Probably months, yes.

Currently we don't have many resources to allocate to that task and we
have some higher priority tasks that we want to push further.

> Thanks for the quick reply!

Ooops, sorry...

> P.S.: With the HBase backend; is the problem that:
> - Several computer cannot do some transactions concurrently.

Yes. They are not aware of each other. The code presently assumes that
the database is being accessed by a single JVM.

As a final comment, I want to stress out that it would really help if
you could tell us a little more about your workload, and where are you
having problems.
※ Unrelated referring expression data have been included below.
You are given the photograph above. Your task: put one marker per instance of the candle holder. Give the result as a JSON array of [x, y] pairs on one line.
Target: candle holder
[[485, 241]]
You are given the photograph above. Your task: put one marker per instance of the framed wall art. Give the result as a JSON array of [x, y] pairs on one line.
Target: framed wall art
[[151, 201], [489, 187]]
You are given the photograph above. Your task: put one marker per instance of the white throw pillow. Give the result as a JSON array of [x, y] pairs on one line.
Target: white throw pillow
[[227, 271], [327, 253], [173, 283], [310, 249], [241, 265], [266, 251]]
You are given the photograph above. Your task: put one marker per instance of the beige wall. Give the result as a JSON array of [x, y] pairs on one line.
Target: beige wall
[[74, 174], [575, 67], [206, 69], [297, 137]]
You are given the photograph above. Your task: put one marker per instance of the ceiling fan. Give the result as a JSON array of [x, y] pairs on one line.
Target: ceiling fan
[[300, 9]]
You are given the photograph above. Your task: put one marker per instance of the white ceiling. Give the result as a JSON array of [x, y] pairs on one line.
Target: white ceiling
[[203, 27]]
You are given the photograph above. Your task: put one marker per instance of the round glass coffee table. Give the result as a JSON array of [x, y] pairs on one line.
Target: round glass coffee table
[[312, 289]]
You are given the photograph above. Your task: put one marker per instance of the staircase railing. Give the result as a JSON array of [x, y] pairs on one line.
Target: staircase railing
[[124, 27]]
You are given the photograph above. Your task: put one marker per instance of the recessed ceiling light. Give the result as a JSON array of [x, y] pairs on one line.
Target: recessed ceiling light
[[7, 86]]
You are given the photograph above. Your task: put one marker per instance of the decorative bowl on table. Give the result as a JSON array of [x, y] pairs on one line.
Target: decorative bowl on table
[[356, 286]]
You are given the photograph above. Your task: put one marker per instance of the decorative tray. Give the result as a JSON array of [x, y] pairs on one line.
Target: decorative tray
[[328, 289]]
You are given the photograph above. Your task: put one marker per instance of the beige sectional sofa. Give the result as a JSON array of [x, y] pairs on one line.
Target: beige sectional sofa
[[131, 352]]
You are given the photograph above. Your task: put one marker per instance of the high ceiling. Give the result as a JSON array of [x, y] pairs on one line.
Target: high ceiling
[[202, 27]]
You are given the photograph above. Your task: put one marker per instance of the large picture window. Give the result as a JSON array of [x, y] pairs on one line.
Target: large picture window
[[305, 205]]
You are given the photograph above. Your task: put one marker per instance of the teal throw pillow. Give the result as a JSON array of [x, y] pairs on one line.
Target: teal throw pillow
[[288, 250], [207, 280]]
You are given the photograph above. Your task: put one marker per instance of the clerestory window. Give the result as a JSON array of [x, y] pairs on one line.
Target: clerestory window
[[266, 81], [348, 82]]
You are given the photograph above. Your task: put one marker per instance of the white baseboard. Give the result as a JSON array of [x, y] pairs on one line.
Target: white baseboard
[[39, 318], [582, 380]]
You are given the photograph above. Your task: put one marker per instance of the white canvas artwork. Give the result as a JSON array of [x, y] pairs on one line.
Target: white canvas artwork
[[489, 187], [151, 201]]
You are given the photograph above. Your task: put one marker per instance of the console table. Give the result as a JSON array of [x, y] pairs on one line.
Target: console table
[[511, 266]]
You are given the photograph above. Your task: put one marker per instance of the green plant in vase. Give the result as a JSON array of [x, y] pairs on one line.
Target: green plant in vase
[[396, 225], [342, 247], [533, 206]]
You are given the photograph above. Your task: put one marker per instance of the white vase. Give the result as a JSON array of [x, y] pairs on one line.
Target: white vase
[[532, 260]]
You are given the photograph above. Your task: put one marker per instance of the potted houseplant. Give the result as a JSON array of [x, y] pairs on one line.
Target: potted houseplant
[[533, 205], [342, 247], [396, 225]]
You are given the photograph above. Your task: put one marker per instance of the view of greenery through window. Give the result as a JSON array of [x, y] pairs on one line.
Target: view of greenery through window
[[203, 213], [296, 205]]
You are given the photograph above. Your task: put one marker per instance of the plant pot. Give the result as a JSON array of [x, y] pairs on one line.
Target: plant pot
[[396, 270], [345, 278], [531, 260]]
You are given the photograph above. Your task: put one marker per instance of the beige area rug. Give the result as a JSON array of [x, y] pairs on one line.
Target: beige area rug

Also, in what kind of machines are you planning to run
your application.

Stephane Le Dorze

unread,

Sep 29, 2009, 5:51:44 AM9/29/09

to fenix-f...@googlegroups.com

On Mon, Sep 28, 2009 at 11:40 PM, Joao Cachopo <joao.c...@ist.utl.pt> wrote:

Hi!

First of all, I apologize for the long delay in answering but things
have been complicated lately...

Stephane Le Dorze <stephane...@gmail.com> writes:

> We're willing to be able to iterate over relations without loading
> them all in memory (we could have 10000(0) of these for now and a lot
> more later).

When you say that you will iterate over the relations, does that mean
that you want to traverse the entire collection? If so, then indexed
relations would not help there. Actually, in that case the current
approach of loading all of the objects of the collection at once is
probably the best.

Besides, 10000 (or even 100000) of objects are not that many objects
(depending on their sizes, of course).

Do you have any idea already about the size of your database?
And how large are your operations?
And how many do you expect to have?
And what's the ratio of read/write?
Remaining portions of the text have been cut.